Al sumergirse, le pasó por la cabeza la idea de que Vol'himyor le había seguido traicioneramente y golpeado con la trompa. Un golpe de ese tipo podía resultar fatal si se aplicaba con verdadera malicia. Atragantado, con la boca llena del licor del lago y los brazos entumecidos por el impacto del golpe, Gundersen salió cautelosamente a la superficie, dispuesto a encontrar al anciano nildor sobre él, preparado para lanzar el golpe de gracia.
Abrió los ojos y momentáneamente tuvo dificultades para centrar la mirada. No, el nacido muchas veces estaba lejos, en el lago, y miraba en otra dirección. En ese momento Gundersen tuvo una extraña y espinosa premonición y hundió la cabeza a tiempo para evitar que lo mismo que le había golpeado antes le decapitara. Se acurrucó en el agua cubierto hasta la nariz y lo vio girar en lo alto: una barra gruesa y amarillenta como un trueno descontrolado. En ese momento oyó violentos gritos de dolor y sintió que unas olas cada vez más altas recorrían el lago. Miró a su alrededor.
Doce salidores habían entrado en el lago y estaban matando a un malidar. Habían arponeado a la enorme bestia con palos aguzados; en ese momento el malidar se debatía y enroscaba en la agonía final y fue la poderosa cola del animal la que derribó a Gundersen. Los cazadores se habían desplegado en los bancos, hundidos hasta la cintura, con su grueso pelaje manchado de lodo y deslustrado. Cada grupo aferró el mástil de un arpón y gradualmente arrastraron al malidar hacia la orilla. Gundersen ya no corría peligro, pero siguió sumergido, recuperó la respiración y movió los hombros para comprobar que no tenía ningún hueso roto. La primera vez, la cola del malidar sólo debió rozarle; sin duda alguna, la segunda vez le habría destrozado si no se hubiese sumergido. Empezaba a sentir dolor y estaba medio ahogado a causa del agua que había tragado. Se preguntó cuándo comenzaría a estar borracho. Los sulidores habían arrastrado a la orilla a su presa. Sólo quedaban en el agua la cola y las gruesas patas traseras palmeadas del malidar, que se movían espasmódicamente. El resto del animal, de un peso de varias toneladas y su estatura cinco veces superior a la de un hombre, estaba en la orilla y los sulidores le clavaban metódicamente largas estacas, una en cada uno de los miembros delanteros y varias en la ancha cabeza en forma de cuña. Algunos nildores presenciaban la operación con ligera curiosidad. La mayoría de ellos la ignoraban. Los demás malidares siguieron ramoneando en el bosque como si no hubiese ocurrido nada.
Un último arponazo dividió en dos la columna vertebral del malidar. La bestia se estremeció y quedó inmóvil.
Gundersen nadó rápidamente, vadeó el fango desagradablemente voluptuoso y se dejó caer en la orilla. Súbitamente se le doblaron las rodillas y trastabilló hacia delante, tembloroso, atragantado y asqueado. Un delgado hilillo de líquido surgió de sus labios.

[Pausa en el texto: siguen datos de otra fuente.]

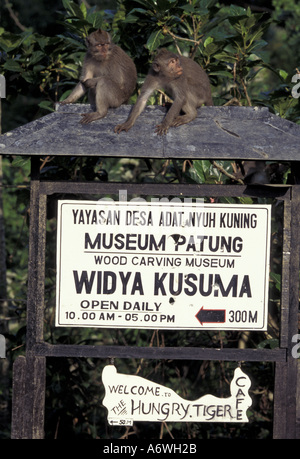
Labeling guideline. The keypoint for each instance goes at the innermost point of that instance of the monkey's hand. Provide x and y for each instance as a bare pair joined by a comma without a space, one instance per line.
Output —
64,102
161,129
122,127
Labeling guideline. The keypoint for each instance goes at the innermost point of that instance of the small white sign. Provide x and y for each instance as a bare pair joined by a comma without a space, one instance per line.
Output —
162,265
131,398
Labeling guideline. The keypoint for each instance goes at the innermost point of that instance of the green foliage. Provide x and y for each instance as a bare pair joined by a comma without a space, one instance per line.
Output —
230,42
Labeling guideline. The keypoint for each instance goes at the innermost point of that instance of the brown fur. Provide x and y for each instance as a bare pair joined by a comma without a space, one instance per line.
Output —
182,79
108,74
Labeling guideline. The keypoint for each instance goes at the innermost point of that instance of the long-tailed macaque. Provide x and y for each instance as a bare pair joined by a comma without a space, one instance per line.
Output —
182,79
108,73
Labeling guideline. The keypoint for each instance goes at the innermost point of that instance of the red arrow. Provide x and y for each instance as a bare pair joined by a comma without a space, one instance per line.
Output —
211,315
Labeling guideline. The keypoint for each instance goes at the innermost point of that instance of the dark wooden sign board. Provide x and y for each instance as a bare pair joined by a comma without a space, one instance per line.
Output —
218,133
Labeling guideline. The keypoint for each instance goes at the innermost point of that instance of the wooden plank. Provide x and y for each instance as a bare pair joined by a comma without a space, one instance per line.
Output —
28,398
18,398
175,353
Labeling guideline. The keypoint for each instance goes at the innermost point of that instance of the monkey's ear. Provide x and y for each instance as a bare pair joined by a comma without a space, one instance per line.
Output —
156,67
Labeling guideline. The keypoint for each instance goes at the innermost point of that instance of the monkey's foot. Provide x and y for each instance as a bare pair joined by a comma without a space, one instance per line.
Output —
89,117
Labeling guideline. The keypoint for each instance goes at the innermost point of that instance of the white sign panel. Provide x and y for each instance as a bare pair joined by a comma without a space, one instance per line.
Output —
162,265
132,398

Después se echó de lado y vio que los sulidores cortaban gigantescos trozos de carne de color rosa claro de los flancos del malidar y los repartían entre ellos. Otros sulidores salían de las chozas para participar del festín. Gundersen se estremeció. Sufría una especie de conmoción y transcurrieron algunos minutos hasta que comprendió que el motivo de su malestar no sólo se debía al golpe que había recibido y el agua que había tragado sino a la comprobación de que se había perpetrado un acto de violencia en presencia de un rebaño de nildores y éstos no parecían preocupados en lo más mínimo. Había supuesto que esos seres pacíficos y no beligerantes reaccionarían horrorizados ante la matanza de un malidar. Pero no les importaba. Lo que Gundersen sentía era el malestar de la desilusión.
Un sulidor se acercó y se detuvo ante él. Gundersen miró inquieto a la figura alta y peluda. El sulidor sostenía entre las patas delanteras un trozo de carne de malidar, del tamaño de la cabeza de Gundersen.
—Para ti —dijo el sulidor en el idioma de los nildores—. ¿Comes con nosotros?
No esperó respuesta. Arrojó el trozo de carne al suelo, junto a Gundersen, y se reunió con sus compañeros. Al terráqueo se le revolvió el estómago. La carne cruda no le apetecía.
Súbitamente el silencio reinó en la orilla.
Todos le miraban, tanto los sulidores como los nildores.